Ni pro-Européens,ni anti-Européens : anticapitalistes !

Il n’y aura pas davantage « d’autre Europe » avec une Constitution différente, qu’il n’y aura « d’autre France » avec un gouvernement de gauche. Et militer pour le « non » ne signifie pas être pro-Européen, anti-Européen ou « alter-Européen »... mais seulement être pour la défense des intérêts des classes populaires.

Personne ne réussira le tour de magie de « réorienter la construction européenne » dans un sens « moins libéral » sans remettre en cause le pouvoir des capitalistes sur la sphère essentielle de l’activité humaine : l’économie. La seule « construction » qui compte est celle d’un mouvement social coordonné à l’échelle continentale, seul à même d’imposer une harmonisation par le haut des droits sociaux.

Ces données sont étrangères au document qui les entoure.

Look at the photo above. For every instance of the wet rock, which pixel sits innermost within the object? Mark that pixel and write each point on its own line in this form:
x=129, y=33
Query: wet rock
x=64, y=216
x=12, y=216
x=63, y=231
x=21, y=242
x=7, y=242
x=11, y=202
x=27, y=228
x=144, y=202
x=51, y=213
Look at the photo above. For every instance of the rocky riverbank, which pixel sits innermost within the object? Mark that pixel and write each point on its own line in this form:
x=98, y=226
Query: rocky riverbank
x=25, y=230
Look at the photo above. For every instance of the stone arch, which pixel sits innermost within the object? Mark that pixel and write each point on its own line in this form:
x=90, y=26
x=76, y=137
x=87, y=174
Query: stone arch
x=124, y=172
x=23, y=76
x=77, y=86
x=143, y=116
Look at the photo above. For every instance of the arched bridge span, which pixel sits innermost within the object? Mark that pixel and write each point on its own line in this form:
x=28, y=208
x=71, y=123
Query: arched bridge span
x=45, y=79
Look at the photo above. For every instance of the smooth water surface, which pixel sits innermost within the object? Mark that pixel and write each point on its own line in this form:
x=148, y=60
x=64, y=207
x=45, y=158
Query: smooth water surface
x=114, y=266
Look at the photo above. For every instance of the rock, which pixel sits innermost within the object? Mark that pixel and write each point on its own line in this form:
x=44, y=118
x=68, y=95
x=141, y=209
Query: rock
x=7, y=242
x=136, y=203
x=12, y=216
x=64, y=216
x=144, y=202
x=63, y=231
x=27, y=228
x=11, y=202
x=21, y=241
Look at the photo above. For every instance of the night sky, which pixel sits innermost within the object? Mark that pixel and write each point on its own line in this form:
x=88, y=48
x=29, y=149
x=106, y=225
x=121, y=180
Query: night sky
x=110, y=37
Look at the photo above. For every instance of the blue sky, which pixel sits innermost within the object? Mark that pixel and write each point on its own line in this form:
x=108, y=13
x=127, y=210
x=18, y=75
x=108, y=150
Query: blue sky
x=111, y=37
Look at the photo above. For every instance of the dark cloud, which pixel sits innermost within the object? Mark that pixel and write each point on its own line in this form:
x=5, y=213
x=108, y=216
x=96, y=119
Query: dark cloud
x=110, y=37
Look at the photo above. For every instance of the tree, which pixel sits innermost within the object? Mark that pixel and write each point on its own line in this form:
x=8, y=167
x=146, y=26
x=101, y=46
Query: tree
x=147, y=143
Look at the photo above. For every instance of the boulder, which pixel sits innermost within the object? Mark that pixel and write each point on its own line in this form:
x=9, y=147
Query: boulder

Guillaume Davranche (AL Paris-Sud)

  • Alternative libertaire, tout en étant engagée dans les collectifs unitaires, ne manquera pas de faire entendre sa voix, avec son propre matériel de campagne qui sera prochainement disponible sur commande.

Pour un mouvement social européen

Une victoire du « non » serait salutaire. Mais seule l’intervention directe des travailleur(se)s à l’échelle continentale permettra de contrecarrer les attaques libérales orchestrées par l’Union européenne. Cette prise de conscience progresse, même si on est encore très loin de ce qui est nécessaire. On peut citer les mobilisations contre les Sommets européens de Nice (décembre 2000), Bruxelles (décembre 2001) et Séville (juillet 2002) ou contre le Conseil européen de Barcelone (mars 2002). On peut aussi citer les « eurogrèves ». Même s’il s’agit pour l’instant d’un phénomène ponctuel et souvent symbolique, avec des débrayages ne dépassant pas 24 ou 48 heures, les eurogrèves montrent la voie, que ce soit celles de Renault contre la fermeture de Vilvorde (mars 1997), des routiers (juin 1997), des cheminots (1992, 1998 et 2003), de l’Energie (mai 1999), des aiguilleurs du ciel (juin 2002), d’Alcatel (novembre 2002) ou des ports et docks (mars 2003).